Tottenham's investigation into the apparent racial abuse of Chelsea defender Antonio Rudiger has so far proved "inconclusive", but a Blues fan has been arrested for allegedly abusing Son Heung-min.
Germany defender Rudiger reported being the subject of monkey chants during the match against Spurs, the latest in a series of incidents at all levels of the game this season, and has led to the Professional Footballers' Association calling for a government-led inquiry.
Downing Street said that there remains work to be done by the football authorities to stamp out racism, but did not rule out "taking further steps if required".
Spurs launched an investigation in the aftermath of Sunday's 2-0 defeat but, in an update on Monday, said there has been little progress despite working with lip-readers and having reviewed hours of CCTV footage.
A club statement read: "We are able to track every fan via the cameras and have spent many hours reviewing CCTV footage.
"We have engaged lip-readers to study the footage and contacted Chelsea for further information from their players.
"We have also taken statements from other parties present at the time. The police will be reviewing our evidence alongside us. Please be assured we shall be exhaustively investigating this matter."
The statement continued: "At this time, however, we should point out that our findings are inconclusive and would ask that comment is reserved until the facts are established."

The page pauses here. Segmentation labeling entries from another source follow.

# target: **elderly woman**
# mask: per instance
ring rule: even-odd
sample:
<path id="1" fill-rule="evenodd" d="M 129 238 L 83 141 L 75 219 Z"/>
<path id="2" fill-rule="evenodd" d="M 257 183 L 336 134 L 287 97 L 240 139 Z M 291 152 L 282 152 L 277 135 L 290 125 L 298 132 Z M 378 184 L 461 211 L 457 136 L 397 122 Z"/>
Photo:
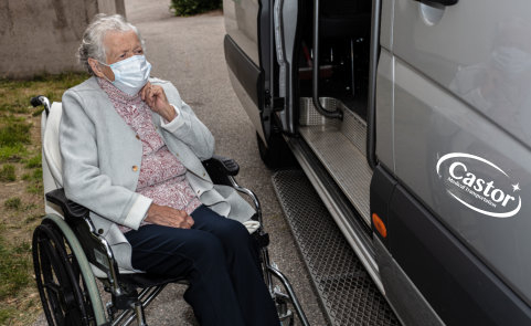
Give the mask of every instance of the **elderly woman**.
<path id="1" fill-rule="evenodd" d="M 149 78 L 137 29 L 97 15 L 79 61 L 93 75 L 63 95 L 66 196 L 92 211 L 118 265 L 187 276 L 202 325 L 278 325 L 245 227 L 253 209 L 212 185 L 214 139 L 169 82 Z"/>

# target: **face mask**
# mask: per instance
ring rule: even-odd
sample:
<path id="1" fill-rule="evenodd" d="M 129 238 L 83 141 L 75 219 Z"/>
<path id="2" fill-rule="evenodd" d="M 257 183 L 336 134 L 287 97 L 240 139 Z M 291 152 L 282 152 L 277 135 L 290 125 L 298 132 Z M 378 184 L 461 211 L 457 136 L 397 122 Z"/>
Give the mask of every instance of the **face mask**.
<path id="1" fill-rule="evenodd" d="M 138 94 L 146 85 L 151 72 L 151 64 L 146 60 L 145 55 L 134 55 L 110 65 L 100 63 L 110 67 L 115 74 L 114 82 L 109 82 L 116 88 L 131 96 Z"/>
<path id="2" fill-rule="evenodd" d="M 531 67 L 531 54 L 518 48 L 500 46 L 492 52 L 492 59 L 508 77 L 517 77 Z"/>

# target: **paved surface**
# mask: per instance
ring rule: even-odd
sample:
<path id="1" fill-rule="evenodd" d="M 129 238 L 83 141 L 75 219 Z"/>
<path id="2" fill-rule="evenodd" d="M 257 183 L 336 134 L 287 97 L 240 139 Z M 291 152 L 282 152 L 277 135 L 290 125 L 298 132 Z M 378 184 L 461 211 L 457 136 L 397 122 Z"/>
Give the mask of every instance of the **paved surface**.
<path id="1" fill-rule="evenodd" d="M 234 94 L 223 54 L 225 34 L 221 12 L 176 18 L 169 0 L 126 0 L 128 20 L 146 39 L 152 75 L 173 82 L 216 139 L 216 154 L 235 158 L 242 186 L 261 199 L 270 255 L 290 280 L 311 325 L 326 325 L 309 276 L 275 197 L 270 175 L 259 159 L 255 130 Z M 149 325 L 197 325 L 183 302 L 183 286 L 170 285 L 147 309 Z M 298 320 L 296 324 L 299 325 Z M 34 326 L 45 325 L 41 316 Z"/>

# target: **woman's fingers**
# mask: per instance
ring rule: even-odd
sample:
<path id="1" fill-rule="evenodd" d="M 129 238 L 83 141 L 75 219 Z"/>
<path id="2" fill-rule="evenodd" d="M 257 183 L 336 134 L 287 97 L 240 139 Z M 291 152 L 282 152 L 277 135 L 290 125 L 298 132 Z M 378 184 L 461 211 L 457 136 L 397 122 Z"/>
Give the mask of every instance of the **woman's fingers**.
<path id="1" fill-rule="evenodd" d="M 190 229 L 193 225 L 193 219 L 185 211 L 156 203 L 152 203 L 148 209 L 148 215 L 145 221 L 180 229 Z"/>

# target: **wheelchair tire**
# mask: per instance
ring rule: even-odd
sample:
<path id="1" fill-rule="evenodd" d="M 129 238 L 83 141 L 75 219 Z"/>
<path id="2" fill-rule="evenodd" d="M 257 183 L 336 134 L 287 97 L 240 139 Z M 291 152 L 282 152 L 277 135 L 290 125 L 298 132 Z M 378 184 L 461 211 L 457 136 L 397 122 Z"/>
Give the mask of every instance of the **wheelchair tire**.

As well as investigating the alleged racist chanting from Tottenham supporters, the Metropolitan Police confirmed a Chelsea fan was ejected from the ground and arrested after committing a racially aggravated public order offence against Spurs forward Son.
A spokesman for the Metropolitan Police said: "Police were made aware of alleged racist chanting during the second half of the Tottenham Hotspur vs Chelsea match on Sunday, 22 December.
"Officers will work with the club in an attempt to identify any people responsible."
The Metropolitan Police have made a total of six arrests as part of the matchday policing operation but none were directly linked to the incident involving Rudiger.
Anthony Taylor, the referee, stopped play after Rudiger claimed he had heard racist abuse and three announcements were made over the public address system at the Tottenham Hotspur Stadium.
Spurs, though, have called for greater clarity on the Premier League's anti-racism protocol.
The club statement added: "In respect of protocols – when the incident was conveyed to the referee Anthony Taylor, he took the decision to call for the implementation of Stage 1 of the UEFA protocol – rather than the Premier League protocol – and asked for an announcement to be made, as well as requesting a further announcement which created a misconception that any issue was ongoing.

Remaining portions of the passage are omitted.